As if Google wasn’t already getting enough criticism from Microsoft and security experts for revealing a vulnerability in Windows 8 to the public, the company is now being lambasted for its own software policy. Android users, who don’t have the KitKat or Lollipop version on their handsets and tablets — about 939 million devices — are affected by a vulnerability in Android WebView. Google was made aware of this vulnerability several months ago, but it insists on not providing a patch for old versions of Android.
According to Tod Beardsley, a security researcher at Rapid7, Google has stopped developing patches for pre-KitKat WebView bugs in Android. Many security experts have reported a number of bugs in the past few months, but Google has refused to offer a fix, leaving it up to the OEMs and independent developers to do it themselves.
“If the affected version [of WebView] is before 4.4, we generally do not develop the patches ourselves, but welcome patches with the report for consideration. Other than notifying OEMs, we will not be able to take action on any report that is affecting versions before 4.4 that are not accompanied with a patch,” Google told Beardsley.

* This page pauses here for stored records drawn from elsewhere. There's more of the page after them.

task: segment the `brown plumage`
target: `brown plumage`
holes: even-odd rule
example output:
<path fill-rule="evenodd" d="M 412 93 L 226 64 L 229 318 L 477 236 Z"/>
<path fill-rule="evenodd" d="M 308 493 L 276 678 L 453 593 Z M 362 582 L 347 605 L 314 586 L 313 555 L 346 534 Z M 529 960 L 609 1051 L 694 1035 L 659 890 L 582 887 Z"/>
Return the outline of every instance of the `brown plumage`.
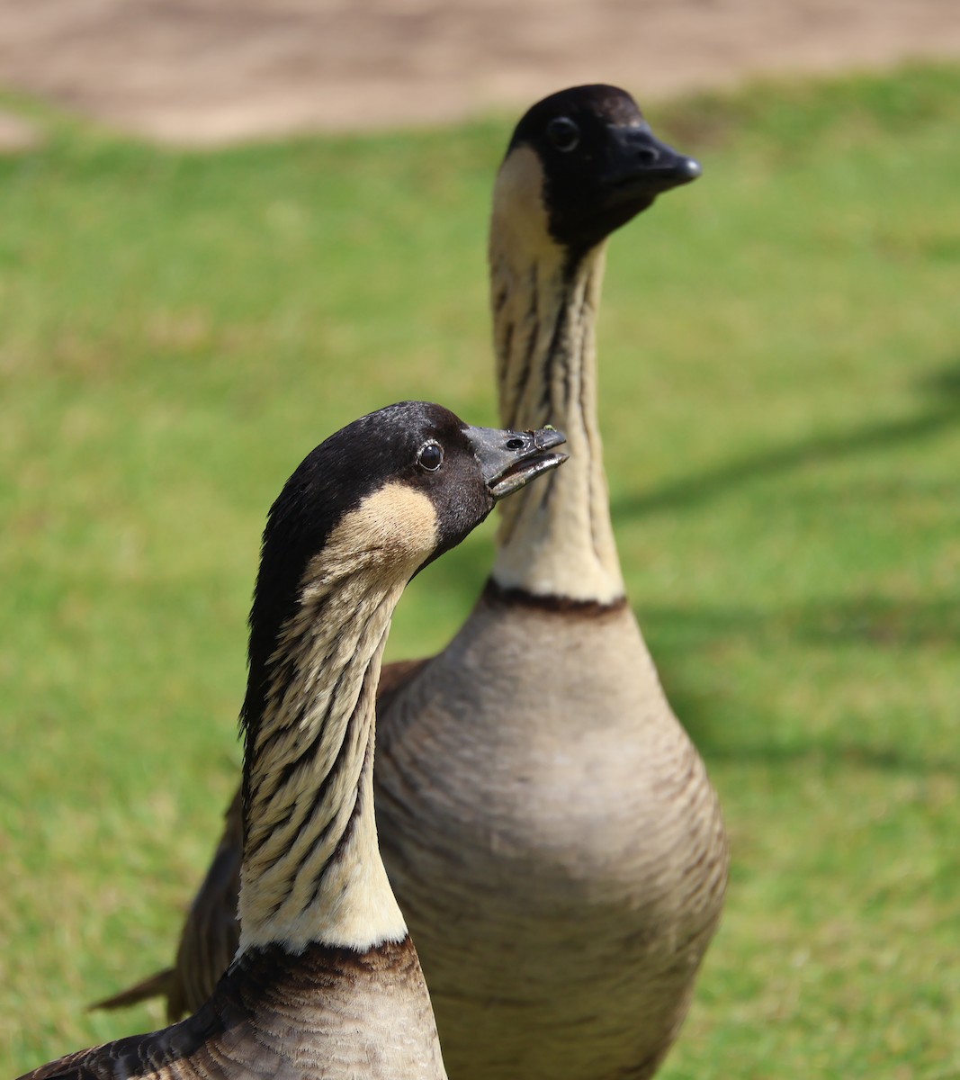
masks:
<path fill-rule="evenodd" d="M 650 1076 L 719 919 L 722 819 L 624 597 L 596 420 L 606 238 L 698 175 L 609 86 L 533 106 L 498 175 L 501 418 L 571 461 L 504 505 L 463 629 L 378 701 L 383 859 L 456 1080 Z"/>
<path fill-rule="evenodd" d="M 406 402 L 301 463 L 270 511 L 251 613 L 236 958 L 193 1016 L 29 1080 L 445 1080 L 377 847 L 376 687 L 409 579 L 556 468 L 562 442 Z"/>

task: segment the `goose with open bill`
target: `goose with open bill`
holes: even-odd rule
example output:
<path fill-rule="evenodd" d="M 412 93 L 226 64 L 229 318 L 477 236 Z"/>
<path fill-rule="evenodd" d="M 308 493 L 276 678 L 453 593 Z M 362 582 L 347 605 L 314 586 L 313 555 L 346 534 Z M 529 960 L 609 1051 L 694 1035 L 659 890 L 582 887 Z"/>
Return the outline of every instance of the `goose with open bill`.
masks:
<path fill-rule="evenodd" d="M 195 1015 L 24 1080 L 443 1080 L 377 847 L 381 658 L 410 578 L 560 464 L 563 442 L 405 402 L 305 459 L 270 511 L 251 612 L 236 957 Z"/>

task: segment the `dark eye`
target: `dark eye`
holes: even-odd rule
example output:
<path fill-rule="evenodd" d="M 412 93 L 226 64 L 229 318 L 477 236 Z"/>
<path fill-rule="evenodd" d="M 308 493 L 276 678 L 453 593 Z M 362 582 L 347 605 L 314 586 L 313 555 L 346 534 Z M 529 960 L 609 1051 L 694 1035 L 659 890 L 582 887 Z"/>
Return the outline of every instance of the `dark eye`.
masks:
<path fill-rule="evenodd" d="M 437 469 L 443 464 L 444 460 L 444 448 L 440 443 L 434 443 L 431 440 L 429 443 L 424 443 L 420 447 L 420 453 L 417 455 L 417 464 L 421 469 L 427 469 L 429 472 L 436 472 Z"/>
<path fill-rule="evenodd" d="M 569 153 L 580 143 L 580 129 L 569 117 L 554 117 L 546 125 L 546 137 L 557 150 Z"/>

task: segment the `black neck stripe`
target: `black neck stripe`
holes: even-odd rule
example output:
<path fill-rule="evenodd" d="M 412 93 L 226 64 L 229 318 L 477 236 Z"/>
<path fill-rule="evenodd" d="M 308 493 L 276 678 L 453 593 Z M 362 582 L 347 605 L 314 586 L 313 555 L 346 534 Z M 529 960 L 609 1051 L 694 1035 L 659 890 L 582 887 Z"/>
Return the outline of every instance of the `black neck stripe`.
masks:
<path fill-rule="evenodd" d="M 623 611 L 627 607 L 626 597 L 618 596 L 608 604 L 600 600 L 578 600 L 572 596 L 538 596 L 525 589 L 505 589 L 492 578 L 487 579 L 483 598 L 492 605 L 517 606 L 535 611 L 550 611 L 555 615 L 576 615 L 585 618 L 598 618 Z"/>

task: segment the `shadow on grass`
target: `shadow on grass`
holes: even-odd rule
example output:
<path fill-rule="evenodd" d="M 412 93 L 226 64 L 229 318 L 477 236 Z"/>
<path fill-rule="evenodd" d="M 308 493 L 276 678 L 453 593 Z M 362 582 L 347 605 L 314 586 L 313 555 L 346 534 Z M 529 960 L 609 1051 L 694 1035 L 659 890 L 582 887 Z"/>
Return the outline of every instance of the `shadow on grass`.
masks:
<path fill-rule="evenodd" d="M 727 462 L 659 489 L 618 499 L 612 503 L 613 517 L 637 517 L 663 510 L 678 510 L 721 496 L 757 477 L 775 476 L 802 465 L 822 464 L 857 454 L 891 449 L 901 444 L 935 436 L 960 423 L 960 362 L 921 377 L 915 387 L 934 397 L 933 406 L 916 416 L 865 424 L 849 432 L 820 435 L 762 455 Z"/>
<path fill-rule="evenodd" d="M 912 751 L 906 729 L 902 745 L 871 744 L 869 728 L 858 728 L 855 715 L 842 730 L 821 730 L 809 741 L 795 733 L 782 738 L 775 715 L 766 717 L 763 724 L 752 723 L 746 729 L 738 724 L 731 729 L 725 717 L 738 711 L 735 687 L 704 692 L 694 689 L 689 678 L 698 656 L 714 653 L 716 662 L 717 648 L 743 645 L 758 656 L 776 650 L 781 658 L 790 656 L 792 648 L 802 657 L 811 649 L 840 654 L 867 647 L 889 652 L 891 665 L 909 649 L 956 648 L 960 643 L 960 596 L 928 603 L 864 596 L 775 611 L 647 607 L 641 615 L 667 697 L 707 761 L 773 767 L 806 764 L 824 771 L 860 766 L 911 775 L 960 769 L 956 754 L 934 757 Z M 790 676 L 796 677 L 796 671 Z M 743 707 L 747 707 L 745 703 Z"/>

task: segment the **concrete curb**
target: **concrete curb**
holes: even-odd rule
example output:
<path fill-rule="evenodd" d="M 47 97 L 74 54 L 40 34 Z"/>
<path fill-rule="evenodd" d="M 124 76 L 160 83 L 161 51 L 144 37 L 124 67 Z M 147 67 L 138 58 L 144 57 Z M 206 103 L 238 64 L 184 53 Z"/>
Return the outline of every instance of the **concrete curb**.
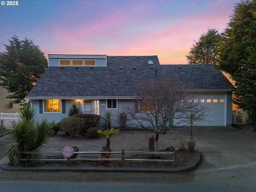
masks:
<path fill-rule="evenodd" d="M 201 160 L 201 153 L 198 151 L 195 151 L 193 159 L 188 164 L 181 167 L 171 168 L 68 166 L 16 167 L 10 166 L 7 162 L 5 164 L 0 165 L 0 168 L 2 170 L 10 171 L 177 173 L 189 171 L 194 170 L 200 163 Z M 0 163 L 0 165 L 1 164 Z"/>

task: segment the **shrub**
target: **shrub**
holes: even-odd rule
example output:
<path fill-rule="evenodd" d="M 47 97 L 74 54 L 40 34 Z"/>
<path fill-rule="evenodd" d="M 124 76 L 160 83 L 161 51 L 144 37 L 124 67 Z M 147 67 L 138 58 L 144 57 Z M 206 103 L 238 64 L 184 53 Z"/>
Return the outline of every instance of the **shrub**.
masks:
<path fill-rule="evenodd" d="M 74 117 L 80 117 L 84 119 L 83 130 L 84 133 L 86 132 L 86 129 L 90 127 L 98 127 L 100 120 L 99 115 L 94 114 L 77 114 L 73 116 Z"/>
<path fill-rule="evenodd" d="M 148 151 L 155 151 L 155 138 L 153 135 L 148 138 Z"/>
<path fill-rule="evenodd" d="M 68 115 L 72 117 L 74 115 L 75 115 L 76 114 L 80 114 L 81 113 L 81 111 L 76 106 L 76 103 L 74 103 L 73 105 L 72 105 L 72 107 L 70 108 L 70 109 L 69 110 L 69 112 L 68 112 Z"/>
<path fill-rule="evenodd" d="M 121 124 L 121 128 L 126 128 L 126 121 L 127 120 L 127 115 L 124 112 L 123 112 L 120 113 L 119 115 L 119 123 Z"/>
<path fill-rule="evenodd" d="M 101 137 L 101 135 L 97 132 L 98 130 L 98 128 L 97 127 L 91 127 L 89 128 L 86 131 L 86 138 L 99 138 Z"/>
<path fill-rule="evenodd" d="M 76 137 L 82 130 L 84 122 L 82 118 L 68 117 L 60 122 L 60 128 L 72 137 Z"/>
<path fill-rule="evenodd" d="M 177 145 L 177 148 L 179 150 L 183 151 L 187 150 L 188 148 L 186 139 L 182 137 L 182 136 L 180 135 L 175 140 Z"/>

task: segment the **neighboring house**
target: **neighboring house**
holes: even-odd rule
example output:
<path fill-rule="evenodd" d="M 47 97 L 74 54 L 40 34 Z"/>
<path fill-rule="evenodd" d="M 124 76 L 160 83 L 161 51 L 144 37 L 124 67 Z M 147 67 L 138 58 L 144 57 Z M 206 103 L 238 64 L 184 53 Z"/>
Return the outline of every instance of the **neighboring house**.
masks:
<path fill-rule="evenodd" d="M 26 97 L 40 118 L 58 122 L 68 116 L 76 103 L 83 113 L 104 117 L 110 111 L 111 126 L 120 127 L 118 116 L 124 106 L 135 105 L 134 85 L 156 76 L 159 80 L 174 76 L 179 82 L 192 84 L 199 101 L 210 107 L 206 120 L 197 125 L 232 123 L 232 85 L 213 65 L 160 65 L 157 56 L 49 54 L 48 58 L 48 67 Z M 136 126 L 128 123 L 128 127 Z"/>
<path fill-rule="evenodd" d="M 0 113 L 16 113 L 19 112 L 20 106 L 12 102 L 11 99 L 6 98 L 11 94 L 8 90 L 0 86 Z"/>

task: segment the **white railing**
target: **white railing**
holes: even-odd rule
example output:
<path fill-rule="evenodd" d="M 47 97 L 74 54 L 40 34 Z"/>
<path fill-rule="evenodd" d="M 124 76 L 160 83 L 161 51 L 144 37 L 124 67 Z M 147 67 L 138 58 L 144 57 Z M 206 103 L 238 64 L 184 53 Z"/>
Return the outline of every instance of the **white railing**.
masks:
<path fill-rule="evenodd" d="M 233 124 L 250 124 L 249 114 L 246 111 L 233 111 Z"/>
<path fill-rule="evenodd" d="M 18 113 L 0 113 L 0 126 L 6 129 L 13 129 L 20 116 Z"/>

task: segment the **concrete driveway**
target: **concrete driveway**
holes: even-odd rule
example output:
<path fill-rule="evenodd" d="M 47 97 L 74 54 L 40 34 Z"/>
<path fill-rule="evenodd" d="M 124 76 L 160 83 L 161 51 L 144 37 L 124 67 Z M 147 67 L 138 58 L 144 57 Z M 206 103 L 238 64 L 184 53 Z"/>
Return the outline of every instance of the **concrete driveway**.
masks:
<path fill-rule="evenodd" d="M 242 127 L 197 128 L 196 149 L 202 160 L 193 184 L 256 186 L 256 134 Z"/>

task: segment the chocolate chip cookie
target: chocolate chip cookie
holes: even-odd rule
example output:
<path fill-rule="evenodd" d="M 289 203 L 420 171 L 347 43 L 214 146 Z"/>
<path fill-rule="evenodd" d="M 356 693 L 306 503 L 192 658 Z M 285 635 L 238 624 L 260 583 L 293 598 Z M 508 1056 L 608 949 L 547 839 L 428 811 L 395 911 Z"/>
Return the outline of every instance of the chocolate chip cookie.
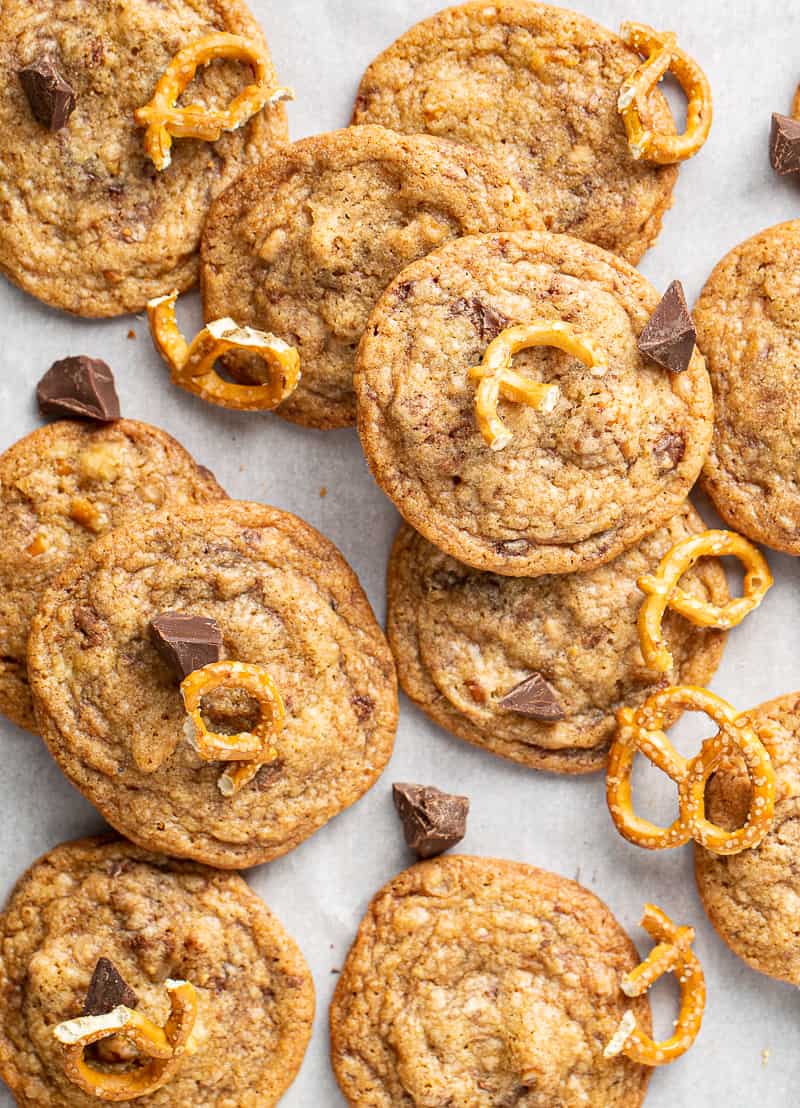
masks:
<path fill-rule="evenodd" d="M 539 576 L 609 562 L 675 515 L 711 437 L 699 352 L 670 373 L 637 349 L 658 302 L 625 261 L 565 235 L 479 235 L 407 267 L 356 365 L 378 483 L 425 538 L 476 568 Z M 556 400 L 537 411 L 501 399 L 511 439 L 490 449 L 471 370 L 506 328 L 540 321 L 585 337 L 607 368 L 596 376 L 561 349 L 520 352 L 517 380 Z"/>
<path fill-rule="evenodd" d="M 634 161 L 628 150 L 617 98 L 640 62 L 575 12 L 481 0 L 418 23 L 372 62 L 352 121 L 491 151 L 550 230 L 636 263 L 658 236 L 678 173 Z M 646 110 L 648 123 L 675 133 L 660 92 Z"/>
<path fill-rule="evenodd" d="M 695 848 L 700 900 L 728 946 L 753 970 L 800 985 L 798 900 L 800 899 L 800 694 L 790 693 L 748 712 L 769 724 L 776 769 L 775 822 L 753 850 L 724 858 Z M 717 773 L 708 787 L 715 823 L 741 827 L 750 802 L 743 773 Z"/>
<path fill-rule="evenodd" d="M 445 730 L 504 758 L 557 773 L 602 769 L 617 709 L 664 684 L 642 657 L 636 582 L 675 543 L 704 530 L 687 503 L 597 570 L 501 577 L 470 570 L 403 526 L 389 563 L 388 614 L 403 690 Z M 681 587 L 712 604 L 728 599 L 716 560 L 701 562 Z M 664 627 L 676 659 L 669 683 L 706 685 L 724 633 L 671 612 Z M 519 694 L 509 701 L 533 675 L 546 684 L 547 701 Z"/>
<path fill-rule="evenodd" d="M 274 753 L 233 796 L 228 759 L 201 757 L 153 642 L 167 612 L 214 619 L 222 659 L 258 667 L 283 700 Z M 223 868 L 302 842 L 370 788 L 394 739 L 394 666 L 356 575 L 307 524 L 260 504 L 167 511 L 95 543 L 44 595 L 29 673 L 50 750 L 109 822 Z M 263 718 L 244 685 L 199 711 L 220 743 Z"/>
<path fill-rule="evenodd" d="M 265 109 L 215 143 L 178 138 L 157 173 L 133 113 L 173 57 L 227 31 L 265 47 L 242 0 L 4 0 L 0 10 L 0 270 L 25 291 L 81 316 L 141 310 L 185 289 L 211 202 L 286 141 L 283 107 Z M 58 131 L 37 117 L 20 71 L 55 69 L 74 110 Z M 224 109 L 250 70 L 222 62 L 191 99 Z M 277 82 L 276 82 L 277 83 Z M 34 98 L 35 104 L 35 98 Z"/>
<path fill-rule="evenodd" d="M 359 1108 L 637 1108 L 649 1071 L 604 1047 L 646 998 L 636 950 L 591 892 L 516 862 L 447 855 L 378 893 L 330 1009 L 341 1090 Z"/>
<path fill-rule="evenodd" d="M 800 222 L 722 258 L 695 307 L 715 425 L 704 484 L 737 531 L 800 554 Z"/>
<path fill-rule="evenodd" d="M 276 151 L 212 207 L 203 236 L 207 320 L 224 316 L 300 351 L 302 378 L 278 414 L 355 422 L 352 366 L 379 296 L 450 238 L 542 227 L 502 162 L 383 127 L 349 127 Z M 264 363 L 228 356 L 237 379 Z"/>
<path fill-rule="evenodd" d="M 10 447 L 0 456 L 0 711 L 35 731 L 28 633 L 73 557 L 127 520 L 224 496 L 180 443 L 134 420 L 51 423 Z"/>
<path fill-rule="evenodd" d="M 20 880 L 0 916 L 0 1074 L 24 1108 L 98 1104 L 66 1077 L 54 1028 L 120 1003 L 161 1027 L 175 978 L 197 995 L 191 1048 L 167 1085 L 126 1104 L 267 1108 L 300 1067 L 314 1019 L 311 975 L 235 874 L 113 838 L 65 843 Z M 134 1073 L 142 1060 L 121 1037 L 90 1050 L 101 1080 Z"/>

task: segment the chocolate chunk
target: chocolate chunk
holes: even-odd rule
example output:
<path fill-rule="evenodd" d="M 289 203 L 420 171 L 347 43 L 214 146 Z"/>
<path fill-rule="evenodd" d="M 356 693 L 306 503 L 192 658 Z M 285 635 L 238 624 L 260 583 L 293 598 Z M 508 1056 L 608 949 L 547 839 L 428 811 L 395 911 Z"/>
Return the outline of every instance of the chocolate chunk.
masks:
<path fill-rule="evenodd" d="M 120 418 L 120 401 L 111 368 L 99 358 L 62 358 L 54 361 L 37 386 L 43 416 L 91 419 L 113 423 Z"/>
<path fill-rule="evenodd" d="M 75 110 L 75 92 L 53 63 L 39 58 L 18 74 L 35 119 L 49 131 L 65 127 Z"/>
<path fill-rule="evenodd" d="M 769 160 L 776 173 L 800 173 L 800 122 L 790 115 L 772 113 Z"/>
<path fill-rule="evenodd" d="M 541 719 L 546 724 L 565 718 L 558 695 L 541 674 L 531 674 L 524 681 L 510 689 L 498 704 L 506 711 L 530 716 L 531 719 Z"/>
<path fill-rule="evenodd" d="M 153 646 L 181 680 L 219 661 L 223 635 L 216 619 L 185 612 L 162 612 L 150 622 Z"/>
<path fill-rule="evenodd" d="M 81 1015 L 104 1016 L 121 1004 L 124 1004 L 126 1008 L 135 1008 L 139 1004 L 139 997 L 127 982 L 120 976 L 114 963 L 107 958 L 100 958 L 94 967 Z"/>
<path fill-rule="evenodd" d="M 396 783 L 394 807 L 402 820 L 406 842 L 418 858 L 433 858 L 461 842 L 466 833 L 470 801 L 432 786 Z"/>
<path fill-rule="evenodd" d="M 689 368 L 696 339 L 684 287 L 674 280 L 639 335 L 639 350 L 673 373 L 683 373 Z"/>

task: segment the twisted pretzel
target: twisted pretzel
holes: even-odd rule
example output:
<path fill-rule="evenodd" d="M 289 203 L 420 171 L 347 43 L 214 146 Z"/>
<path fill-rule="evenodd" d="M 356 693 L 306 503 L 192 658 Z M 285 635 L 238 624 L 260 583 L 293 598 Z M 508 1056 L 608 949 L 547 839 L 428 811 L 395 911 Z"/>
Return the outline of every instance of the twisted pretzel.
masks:
<path fill-rule="evenodd" d="M 701 557 L 722 557 L 732 554 L 745 566 L 743 596 L 722 606 L 709 604 L 685 593 L 678 582 Z M 666 609 L 674 608 L 696 627 L 717 627 L 729 630 L 748 613 L 757 608 L 772 585 L 763 554 L 747 538 L 734 531 L 704 531 L 676 543 L 665 554 L 654 575 L 639 577 L 637 585 L 647 599 L 639 608 L 639 643 L 646 665 L 659 674 L 673 667 L 673 655 L 664 642 L 661 620 Z"/>
<path fill-rule="evenodd" d="M 198 68 L 208 65 L 215 58 L 248 62 L 255 70 L 255 82 L 222 111 L 203 104 L 177 107 L 178 98 L 194 81 Z M 166 170 L 172 162 L 173 137 L 216 142 L 223 131 L 237 131 L 267 104 L 294 100 L 291 89 L 269 83 L 270 71 L 266 50 L 238 34 L 208 34 L 175 54 L 155 86 L 153 99 L 133 113 L 139 126 L 147 129 L 144 148 L 156 170 Z"/>
<path fill-rule="evenodd" d="M 203 719 L 202 700 L 214 689 L 245 689 L 258 701 L 261 717 L 253 731 L 224 735 L 209 731 Z M 233 797 L 248 784 L 261 766 L 275 761 L 278 751 L 271 740 L 285 720 L 284 701 L 269 674 L 244 661 L 213 661 L 195 669 L 181 684 L 188 714 L 187 738 L 204 761 L 240 762 L 219 778 L 224 797 Z"/>
<path fill-rule="evenodd" d="M 558 401 L 557 384 L 540 384 L 511 368 L 515 353 L 537 346 L 552 346 L 573 355 L 596 377 L 602 377 L 608 368 L 605 355 L 596 343 L 588 336 L 577 335 L 561 320 L 506 327 L 489 343 L 482 363 L 469 370 L 470 380 L 481 382 L 475 394 L 475 417 L 478 429 L 492 450 L 503 450 L 512 439 L 498 416 L 501 394 L 506 400 L 529 404 L 541 412 L 552 412 Z"/>
<path fill-rule="evenodd" d="M 300 356 L 283 339 L 252 327 L 238 327 L 233 319 L 208 324 L 189 346 L 175 317 L 177 293 L 151 300 L 147 319 L 153 342 L 172 369 L 175 384 L 223 408 L 271 411 L 291 396 L 300 380 Z M 214 369 L 217 358 L 228 350 L 258 355 L 273 371 L 264 384 L 233 384 Z"/>
<path fill-rule="evenodd" d="M 624 1054 L 640 1066 L 667 1066 L 686 1054 L 699 1034 L 706 1008 L 706 978 L 691 950 L 695 941 L 691 927 L 677 927 L 655 904 L 645 904 L 642 926 L 658 945 L 623 977 L 619 987 L 625 996 L 644 996 L 659 977 L 674 973 L 680 985 L 680 1012 L 675 1034 L 663 1043 L 654 1043 L 636 1027 L 633 1012 L 626 1012 L 605 1048 L 605 1057 Z"/>
<path fill-rule="evenodd" d="M 683 758 L 664 733 L 666 714 L 671 707 L 705 711 L 719 728 L 695 758 Z M 739 854 L 758 847 L 775 814 L 775 770 L 762 742 L 769 736 L 767 729 L 757 731 L 746 714 L 737 712 L 708 689 L 693 685 L 654 693 L 636 709 L 620 708 L 606 776 L 608 810 L 617 831 L 645 850 L 681 847 L 689 839 L 715 854 Z M 656 827 L 633 810 L 630 772 L 637 752 L 645 755 L 678 787 L 680 814 L 668 828 Z M 743 759 L 750 779 L 750 808 L 742 827 L 726 831 L 706 819 L 706 783 L 737 755 Z"/>
<path fill-rule="evenodd" d="M 634 158 L 656 165 L 685 162 L 700 150 L 711 130 L 711 86 L 697 62 L 684 53 L 671 31 L 655 31 L 645 23 L 623 23 L 623 42 L 646 60 L 623 81 L 617 110 L 623 117 Z M 642 122 L 647 99 L 665 73 L 675 75 L 686 93 L 686 130 L 667 135 L 648 130 Z"/>
<path fill-rule="evenodd" d="M 163 1088 L 187 1055 L 194 1054 L 192 1032 L 197 1022 L 197 993 L 187 981 L 167 981 L 172 1010 L 164 1027 L 133 1008 L 120 1005 L 102 1016 L 68 1019 L 53 1029 L 64 1045 L 64 1073 L 89 1096 L 98 1100 L 134 1100 Z M 123 1073 L 94 1069 L 86 1061 L 93 1043 L 121 1035 L 150 1060 Z"/>

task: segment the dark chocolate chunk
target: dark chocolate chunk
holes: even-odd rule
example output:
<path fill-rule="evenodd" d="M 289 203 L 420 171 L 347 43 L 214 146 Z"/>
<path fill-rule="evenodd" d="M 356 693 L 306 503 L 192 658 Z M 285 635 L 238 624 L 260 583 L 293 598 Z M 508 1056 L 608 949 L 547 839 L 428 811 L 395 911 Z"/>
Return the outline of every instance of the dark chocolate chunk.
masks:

The vulnerability has been found in Android WebView, a core component in Android 4.3 and lower. It allows apps to display web pages without having to open another application. This is one of the reasons why it is so concerning as it interacts with other Android services, leaving all of them vulnerable.
Google replaced it in Android KitKat, as a result of which, any version of Android on or above KitKat is not vulnerable to WebView bug. However, most Android users aren’t on KitKat or Lollipop just yet. According to the Google’s latest Android distribution figures, about 60 percent of Android devices run Jelly Bean or lower version, and less than 40 percent use KitKat and while not even 0.1 percent use the latest Lollipop version.
“Google’s reasoning for this policy shift is that they ‘no longer certify 3rd party devices that include the Android Browser’, and ‘the best way to ensure that Android devices are secure is to update them to the latest version of Android’,” Beardsley wrote. “On its face, this seems like a reasonable decision. Maintaining support for a software product that is two versions behind would be fairly unusual in both the proprietary and open source software worlds.”